Mill Reef (1968–1986) was a magnificent athlete who enjoyed a meteoric short career that was tragically put to an end by an injury.
The flat horse racer was owned by Paul Mellon, a wealthy American. In one year, Mill Reef won the Derby, the Eclipse Stakes, the French Prix de l’Arc de Triomphe and the Queen Elizabeth Stakes.
Mill had a career that was filled with notable victories and over a surprisingly wide range of distances. He is known to have taken the Coventry S by over eight lengths. He took the Dewhurst by four, the Gimcrack by 10, the Eclipse by four, the Derby by two, the Arc by two and King George by six. He also took the Prix Ganay by an extraordinary ten lengths.
The brilliance of this horse was reflected in his Timeform ratings of 133 at only two years, 141 at three and 141 again at four.
It was appropriate that one of his most remarkable performances came in the Gimcrack S, a match named in honor of the eighteen-century star who stood more than 14 hands.
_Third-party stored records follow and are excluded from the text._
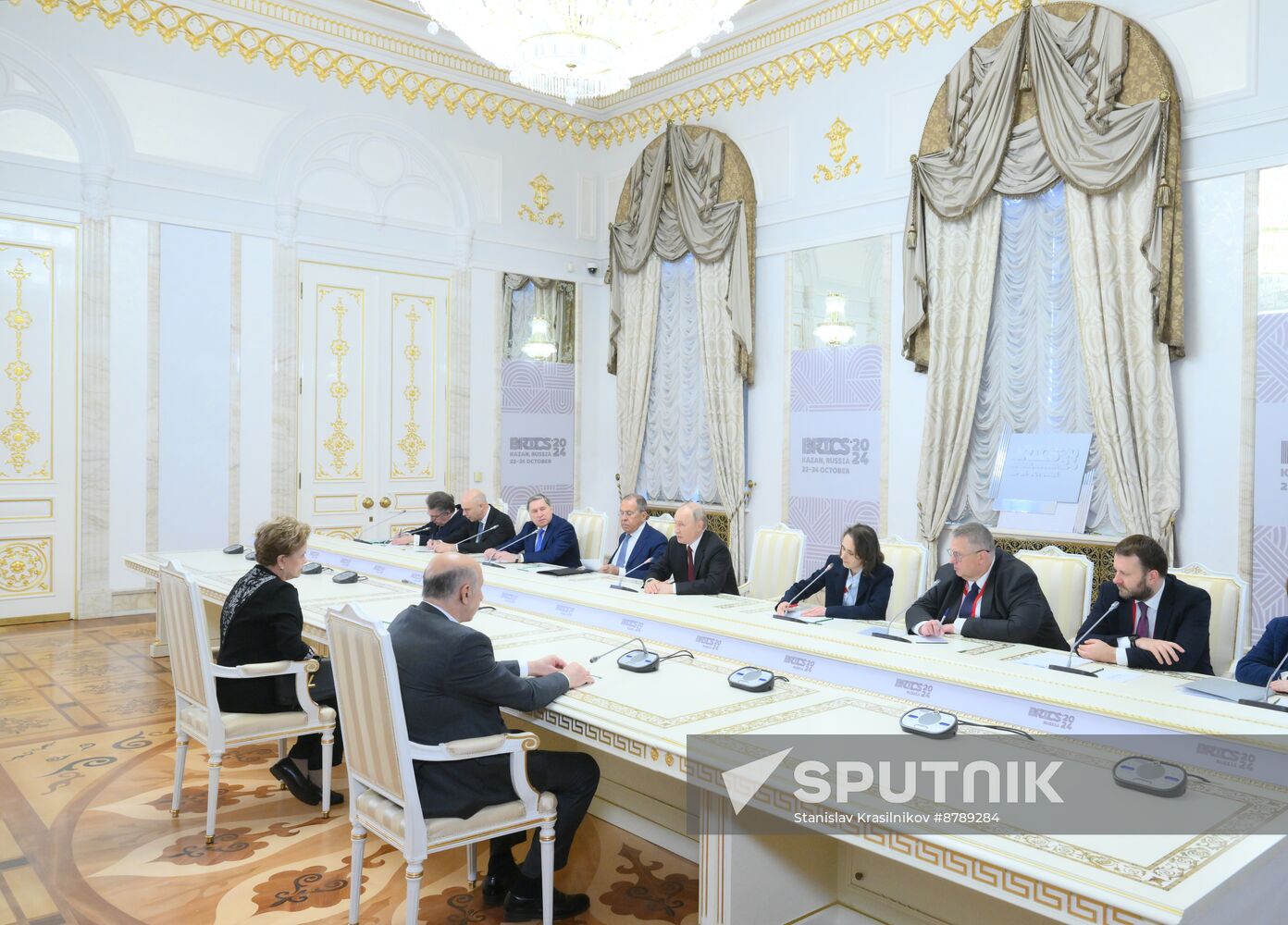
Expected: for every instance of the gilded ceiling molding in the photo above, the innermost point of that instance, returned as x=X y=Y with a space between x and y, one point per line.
x=820 y=59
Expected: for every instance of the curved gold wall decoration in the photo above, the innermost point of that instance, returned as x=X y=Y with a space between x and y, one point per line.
x=824 y=58
x=837 y=150
x=541 y=189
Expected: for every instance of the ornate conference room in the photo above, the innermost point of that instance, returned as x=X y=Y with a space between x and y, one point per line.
x=720 y=462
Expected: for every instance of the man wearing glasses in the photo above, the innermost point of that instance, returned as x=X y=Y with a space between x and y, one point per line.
x=985 y=593
x=446 y=522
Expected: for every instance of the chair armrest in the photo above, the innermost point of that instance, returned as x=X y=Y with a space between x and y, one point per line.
x=515 y=745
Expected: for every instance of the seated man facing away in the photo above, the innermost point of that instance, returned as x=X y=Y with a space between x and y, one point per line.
x=1160 y=623
x=697 y=558
x=1258 y=665
x=452 y=687
x=446 y=524
x=545 y=537
x=985 y=593
x=489 y=525
x=639 y=543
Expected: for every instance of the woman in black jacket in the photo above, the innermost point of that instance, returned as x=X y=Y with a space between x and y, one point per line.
x=857 y=581
x=262 y=623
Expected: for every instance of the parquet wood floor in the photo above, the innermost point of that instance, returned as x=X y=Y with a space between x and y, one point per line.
x=86 y=755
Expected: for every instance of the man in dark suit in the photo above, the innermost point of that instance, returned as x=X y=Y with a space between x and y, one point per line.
x=452 y=687
x=446 y=522
x=638 y=544
x=1160 y=623
x=697 y=558
x=1258 y=666
x=985 y=593
x=545 y=537
x=489 y=525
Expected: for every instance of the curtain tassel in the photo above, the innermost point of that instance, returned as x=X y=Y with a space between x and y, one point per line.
x=1165 y=195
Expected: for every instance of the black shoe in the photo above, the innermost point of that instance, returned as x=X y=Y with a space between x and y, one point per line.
x=498 y=885
x=522 y=908
x=302 y=789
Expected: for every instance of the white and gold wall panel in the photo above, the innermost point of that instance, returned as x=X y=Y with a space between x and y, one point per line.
x=339 y=331
x=374 y=371
x=39 y=340
x=414 y=353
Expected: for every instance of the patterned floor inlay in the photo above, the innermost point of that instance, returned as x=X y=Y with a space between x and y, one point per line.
x=86 y=760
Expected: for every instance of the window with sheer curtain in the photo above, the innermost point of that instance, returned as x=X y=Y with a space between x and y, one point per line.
x=676 y=462
x=1034 y=376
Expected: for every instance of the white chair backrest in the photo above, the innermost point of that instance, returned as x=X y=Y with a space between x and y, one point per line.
x=777 y=561
x=663 y=524
x=1065 y=580
x=909 y=561
x=184 y=619
x=590 y=524
x=1228 y=632
x=370 y=699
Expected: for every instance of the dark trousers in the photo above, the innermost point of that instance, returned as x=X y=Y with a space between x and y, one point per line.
x=572 y=777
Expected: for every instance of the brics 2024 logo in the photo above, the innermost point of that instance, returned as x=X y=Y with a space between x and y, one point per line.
x=854 y=447
x=555 y=446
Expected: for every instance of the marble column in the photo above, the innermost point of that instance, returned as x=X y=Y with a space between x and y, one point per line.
x=459 y=475
x=94 y=597
x=286 y=364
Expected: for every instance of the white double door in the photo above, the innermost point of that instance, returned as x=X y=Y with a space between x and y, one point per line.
x=374 y=371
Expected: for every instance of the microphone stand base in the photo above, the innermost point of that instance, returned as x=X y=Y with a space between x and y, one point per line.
x=1071 y=670
x=1264 y=705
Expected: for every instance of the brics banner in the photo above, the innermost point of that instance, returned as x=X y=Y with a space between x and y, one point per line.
x=835 y=445
x=538 y=433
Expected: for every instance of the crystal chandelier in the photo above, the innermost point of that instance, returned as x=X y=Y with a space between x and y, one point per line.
x=578 y=49
x=539 y=347
x=835 y=330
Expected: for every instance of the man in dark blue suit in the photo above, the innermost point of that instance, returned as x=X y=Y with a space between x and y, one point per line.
x=1160 y=623
x=638 y=544
x=1258 y=665
x=545 y=537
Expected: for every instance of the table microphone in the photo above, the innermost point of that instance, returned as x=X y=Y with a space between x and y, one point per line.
x=1068 y=668
x=1265 y=698
x=523 y=534
x=904 y=638
x=620 y=586
x=792 y=602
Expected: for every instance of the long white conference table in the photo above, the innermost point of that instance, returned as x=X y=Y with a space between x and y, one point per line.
x=840 y=681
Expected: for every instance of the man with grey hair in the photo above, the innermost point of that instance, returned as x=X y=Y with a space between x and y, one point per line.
x=985 y=593
x=452 y=688
x=489 y=525
x=639 y=544
x=696 y=561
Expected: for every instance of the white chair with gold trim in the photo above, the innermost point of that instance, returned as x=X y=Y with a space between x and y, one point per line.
x=777 y=560
x=590 y=524
x=909 y=561
x=383 y=796
x=663 y=524
x=196 y=706
x=1067 y=583
x=1228 y=630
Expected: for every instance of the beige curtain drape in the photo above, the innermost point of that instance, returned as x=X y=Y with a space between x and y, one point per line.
x=552 y=301
x=675 y=210
x=1110 y=157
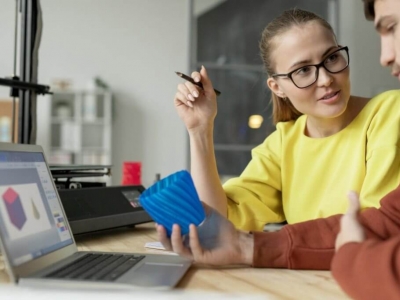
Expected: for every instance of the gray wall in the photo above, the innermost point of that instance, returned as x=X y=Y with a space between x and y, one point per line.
x=135 y=46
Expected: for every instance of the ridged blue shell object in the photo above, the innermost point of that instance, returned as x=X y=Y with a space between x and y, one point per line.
x=174 y=200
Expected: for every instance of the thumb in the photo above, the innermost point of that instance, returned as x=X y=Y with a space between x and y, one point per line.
x=354 y=203
x=205 y=80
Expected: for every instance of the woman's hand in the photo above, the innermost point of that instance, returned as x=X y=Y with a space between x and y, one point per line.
x=232 y=247
x=196 y=107
x=350 y=228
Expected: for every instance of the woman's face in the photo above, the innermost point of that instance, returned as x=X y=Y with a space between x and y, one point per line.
x=304 y=45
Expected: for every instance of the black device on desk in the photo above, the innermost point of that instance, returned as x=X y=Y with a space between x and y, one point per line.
x=91 y=208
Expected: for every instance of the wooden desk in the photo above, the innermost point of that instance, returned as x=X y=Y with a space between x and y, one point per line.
x=276 y=283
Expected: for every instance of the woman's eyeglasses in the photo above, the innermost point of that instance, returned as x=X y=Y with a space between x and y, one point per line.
x=305 y=76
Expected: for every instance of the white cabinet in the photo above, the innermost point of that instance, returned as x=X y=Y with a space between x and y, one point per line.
x=80 y=127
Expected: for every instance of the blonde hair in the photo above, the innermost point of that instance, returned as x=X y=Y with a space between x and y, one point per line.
x=282 y=109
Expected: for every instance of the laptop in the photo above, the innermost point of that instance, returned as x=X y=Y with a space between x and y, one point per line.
x=38 y=247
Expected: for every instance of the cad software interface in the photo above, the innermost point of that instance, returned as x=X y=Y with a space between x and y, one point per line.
x=32 y=223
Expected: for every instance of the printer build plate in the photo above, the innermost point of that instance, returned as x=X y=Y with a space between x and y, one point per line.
x=101 y=208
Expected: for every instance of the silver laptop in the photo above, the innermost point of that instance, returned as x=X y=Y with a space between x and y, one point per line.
x=36 y=240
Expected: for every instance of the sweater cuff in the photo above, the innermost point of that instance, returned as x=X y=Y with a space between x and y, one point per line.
x=270 y=249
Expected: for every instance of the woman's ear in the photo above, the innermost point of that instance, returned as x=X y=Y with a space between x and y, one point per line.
x=275 y=88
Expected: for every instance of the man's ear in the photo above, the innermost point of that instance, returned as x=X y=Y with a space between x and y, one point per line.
x=275 y=88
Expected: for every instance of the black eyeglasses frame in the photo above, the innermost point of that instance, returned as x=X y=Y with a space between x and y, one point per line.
x=321 y=64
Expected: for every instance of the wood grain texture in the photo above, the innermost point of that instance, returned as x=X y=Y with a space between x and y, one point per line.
x=273 y=283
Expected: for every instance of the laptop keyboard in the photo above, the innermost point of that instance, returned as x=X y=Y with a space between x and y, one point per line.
x=98 y=267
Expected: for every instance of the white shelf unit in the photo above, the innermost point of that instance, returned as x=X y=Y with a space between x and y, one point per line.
x=80 y=127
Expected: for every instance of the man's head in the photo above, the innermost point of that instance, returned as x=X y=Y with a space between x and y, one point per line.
x=386 y=16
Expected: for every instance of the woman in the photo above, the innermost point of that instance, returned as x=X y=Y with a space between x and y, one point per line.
x=327 y=141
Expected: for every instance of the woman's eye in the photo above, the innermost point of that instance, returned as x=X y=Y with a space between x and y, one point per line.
x=391 y=28
x=303 y=70
x=332 y=58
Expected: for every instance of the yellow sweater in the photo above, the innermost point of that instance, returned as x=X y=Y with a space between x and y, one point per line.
x=296 y=178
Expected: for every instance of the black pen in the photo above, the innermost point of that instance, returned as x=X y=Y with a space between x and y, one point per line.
x=199 y=84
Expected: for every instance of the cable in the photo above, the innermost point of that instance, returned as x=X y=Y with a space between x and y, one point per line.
x=14 y=71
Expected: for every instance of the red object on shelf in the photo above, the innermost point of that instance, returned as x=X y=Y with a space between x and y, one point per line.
x=131 y=173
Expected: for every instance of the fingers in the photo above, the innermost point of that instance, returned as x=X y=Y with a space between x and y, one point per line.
x=187 y=93
x=207 y=84
x=180 y=98
x=195 y=247
x=162 y=237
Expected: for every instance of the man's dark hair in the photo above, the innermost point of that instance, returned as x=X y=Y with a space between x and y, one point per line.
x=369 y=10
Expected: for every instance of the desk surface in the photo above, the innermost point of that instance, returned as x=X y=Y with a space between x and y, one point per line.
x=276 y=283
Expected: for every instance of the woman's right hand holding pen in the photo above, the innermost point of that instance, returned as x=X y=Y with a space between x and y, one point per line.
x=197 y=107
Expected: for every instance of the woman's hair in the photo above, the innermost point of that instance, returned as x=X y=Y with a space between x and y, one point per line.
x=369 y=10
x=282 y=109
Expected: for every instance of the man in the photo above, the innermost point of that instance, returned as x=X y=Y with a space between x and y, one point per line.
x=369 y=268
x=367 y=259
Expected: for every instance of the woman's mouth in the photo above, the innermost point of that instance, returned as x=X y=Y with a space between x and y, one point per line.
x=331 y=97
Mill Reef fractured his near-fore at the end of August in 1972. A triangle of bone some two and a half inches long was found to have broken from the lower end of the cannon bone. Fortunately, an international veterinary team succeeded in saving him for a stallion career at the beginning of 1973.
Mill Reef went down with qualities of consistency, courage, soundness, superb action and an ability to act on any type of ground. He passed this streak to most of his sires. In his very successful stud career, his offsprings were amongst the winners (in 1978) of the Shirley Heights, the French Derby, the Acamas and the 1987 derby winner.
Mill Reef died in 1986 and was buried at the National Stud where a statue stands in his honour and memory.